A: In the development of this notebook there were several concerns regarding the use of memory by pandas, sometimes reaching up to 95% in a 16GB system. The decision to split the analyses into different days and using polars were part of the solution. Polars specially is incredibly memory friendly and can use parallelization with CPU. Not only memory friendly, but also faster. Not to mention that polars was written in Rust.

- **Why deduplicate after performing the forward fill?**

A: There were some unnexpected behaviors wen we deduplicated first and then performed the forward fill later. Like replies without a top level comment.

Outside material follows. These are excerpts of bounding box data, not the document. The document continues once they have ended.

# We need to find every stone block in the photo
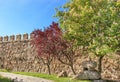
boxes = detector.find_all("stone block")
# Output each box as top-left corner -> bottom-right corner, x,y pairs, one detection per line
4,36 -> 8,41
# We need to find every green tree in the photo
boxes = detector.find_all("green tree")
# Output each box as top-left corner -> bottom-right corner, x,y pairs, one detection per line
56,0 -> 120,77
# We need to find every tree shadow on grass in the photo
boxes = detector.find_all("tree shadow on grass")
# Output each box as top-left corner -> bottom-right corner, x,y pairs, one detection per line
103,79 -> 120,82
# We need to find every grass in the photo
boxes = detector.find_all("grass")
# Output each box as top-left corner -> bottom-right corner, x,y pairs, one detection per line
0,69 -> 91,82
13,72 -> 91,82
0,76 -> 11,82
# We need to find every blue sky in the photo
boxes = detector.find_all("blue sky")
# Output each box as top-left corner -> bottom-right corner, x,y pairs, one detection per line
0,0 -> 67,36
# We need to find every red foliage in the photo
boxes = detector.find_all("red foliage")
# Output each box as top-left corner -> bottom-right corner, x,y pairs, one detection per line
32,22 -> 62,58
32,22 -> 76,74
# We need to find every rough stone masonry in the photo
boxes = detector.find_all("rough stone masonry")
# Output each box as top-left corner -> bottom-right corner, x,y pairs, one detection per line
0,34 -> 120,79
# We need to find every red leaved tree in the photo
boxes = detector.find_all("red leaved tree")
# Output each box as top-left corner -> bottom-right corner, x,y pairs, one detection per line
32,22 -> 76,74
32,22 -> 62,74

- **What is the purpose of `del` and `gc.collect()`?**

A: To free memory explicitly. The files handled here can be somewhat large for relatively low memory systems, so, if we don't need an object anymore we simply delete the refferences to it and force python to run the garbage collection process (since `del` only removes the pointers to an object, but sometimes the memory is not freed immediately).

- **Why latin script and Korean?**

A: One of the first channels that were tested with the current notebook had numerous Korean comments (specially Korean). The process of tokenization for the Korean language is different for that of latin languages, so the tokenizer checks the script first, if it is hangul it runs the Korean tokenizer, if it is not, it runs the latin tokenizer. The performace of the Korean tokenizer remains to be tested, due to the lack of Korean speakers during the development. Support for more languages and scripts (like Japanese, Chinese, Hindi, Arabic, etc) may be added in the future.